A groundbreaking finding of this paper lies in the reevaluation of the amorphous phase's contribution to thermal conductivity. Traditionally, the crystalline phase has been emphasized; however, this research illustrates that controlling the amorphous morphology plays a critical role. The amorphous regions registered a surprising thermal conductivity of ~16 W/m-K, challenging conventional beliefs regarding thermal transport in polymers and bridging the gap between empirical and theoretical predictions.

Structural and Thermal Characterization

A comprehensive suite of characterization techniques were employed, including high-resolution synchrotron X-ray scattering and time-domain thermoreflectance (TDTR), revealing intricate details about the spatial ordering and heat transport within the films. These investigations elucidate the alignment and size of crystallites, with synchrotron X-ray analysis indicating that while crystallinity increases with draw ratio, the orientation enhancement contributed immensely at lower draw ratios.

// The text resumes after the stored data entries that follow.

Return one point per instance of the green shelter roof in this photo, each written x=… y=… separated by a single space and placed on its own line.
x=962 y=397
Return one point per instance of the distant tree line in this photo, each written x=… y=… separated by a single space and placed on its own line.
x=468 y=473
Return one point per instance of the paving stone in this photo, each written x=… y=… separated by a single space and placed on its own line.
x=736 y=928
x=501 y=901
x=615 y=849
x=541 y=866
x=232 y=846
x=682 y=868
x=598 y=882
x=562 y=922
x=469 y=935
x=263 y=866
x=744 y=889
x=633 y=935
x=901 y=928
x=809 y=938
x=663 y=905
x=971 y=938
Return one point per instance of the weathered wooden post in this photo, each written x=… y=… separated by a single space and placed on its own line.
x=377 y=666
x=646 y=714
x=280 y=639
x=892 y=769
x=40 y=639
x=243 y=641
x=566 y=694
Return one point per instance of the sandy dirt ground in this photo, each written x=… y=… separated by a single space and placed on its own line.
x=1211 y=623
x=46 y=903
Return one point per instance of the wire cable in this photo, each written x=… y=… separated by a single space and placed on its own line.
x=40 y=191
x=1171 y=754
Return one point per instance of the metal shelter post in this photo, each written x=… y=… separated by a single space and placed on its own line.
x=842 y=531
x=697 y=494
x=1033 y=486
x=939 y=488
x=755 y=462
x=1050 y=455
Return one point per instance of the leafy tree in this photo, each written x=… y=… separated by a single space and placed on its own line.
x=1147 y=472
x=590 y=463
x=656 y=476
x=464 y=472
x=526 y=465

Importantly, the thermal conductivity improvements exhibited no saturation even at high draw ratios, suggesting potential for further enhancements. The authors attribute this to the amorphous phase's alignment and extension, enabling heat transfer in a manner akin to the crystalline domain. This contrasts with historical studies, intensifying the discourse on polymer structure-property relationships.

Implications and Future Directions

This research has profound implications for the design of thermally conductive polymers. By investigating the intricate balance between morphology, crystallinity, and thermal transport, the authors lay a framework for synthesizing polymers akin to metals in terms of thermal efficiency. The exploration of the amorphous domain, often overlooked, poses new theoretical and practical pathways for developing advanced materials for flexible, lightweight, and electrically insulating applications, including electronics, heat sinks, and consumer goods.

Looking forward, future work might delve into optimizing the orientation and distribution of the amorphous chains within different polymer matrices or considering alternative polymers beyond polyethylene. Achieving higher thermal conductivity may involve tailoring these structures at a molecular level to maximize the existing trade-offs between crystallinity and amorphous contributions.

In summation, this paper provides vital insights that are not only foundational but could very well steer the next wave of research towards the advanced integration of engineered polymers within thermal management and beyond. The potential applications of these films are vast, marking an exciting era for polymer science and material engineering.